Glavine’s 305 career wins will carry him to Cooperstown.  But his upcoming 43rd birthday combined with  the current economy isn’t likely going to allow him to gain the $6 million maximized earnings that he’s seeking.

Thus Glavine will have to decide whether the $1 or 2 million extra that he might be able to gain elsewhere is enough to justify having to leave his family behind in Atlanta, while he pitches for somebody other than the Braves.

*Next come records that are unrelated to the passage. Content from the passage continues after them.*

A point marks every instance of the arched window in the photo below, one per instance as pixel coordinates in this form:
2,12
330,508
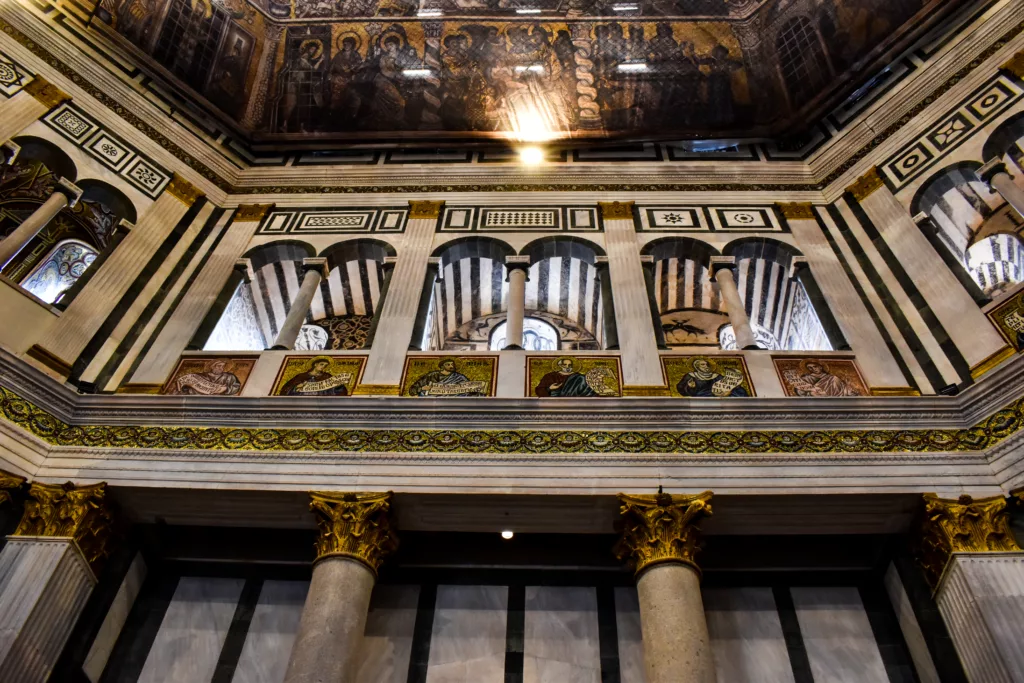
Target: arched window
537,336
61,268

Glavine will likely be able to provide more clarity when he emerges from his meeting with Wren.  But for now, my guess is that he’ll be coming to camp with the Braves.

I’m heading to Florida tomorrow and will be making my first Spring Training reports on Friday. My early prediction for the camp’s biggest surprise is Jordan Schafer, who could certainly win the battle to serve as Atlanta’s starting center fielder.

Two weeks ago, while talking to him about his HGH suspension, it was obvious that this 22-year-old top prospect has matured from both a physical and personality standpoint.

Whenever I hear about the struggles Schafer had against left-handed pitchers last year, I immediately think about the line drive he laced off of Billy Wagner in Port St. Lucie last year.  The kid can play and over the next seven weeks, he’ll be on a mission to prove to the Braves that he’s ready to play in the Majors.

Unlike DOB’s blog on AJC.com, this one won’t conclude with song lyrics.  Truth be told, some of the bands he discusses in his posts are as familiar to me as inaugural members of the Croquet Hall of Fame.

When it comes to obscure bands, my knowledge is limited to “Five Star Iris” and  “Ocean Street”.  Of course, if I wasn’t friends the lead singers, these two groups would probably be as familiar to me as green leaves and garnishes.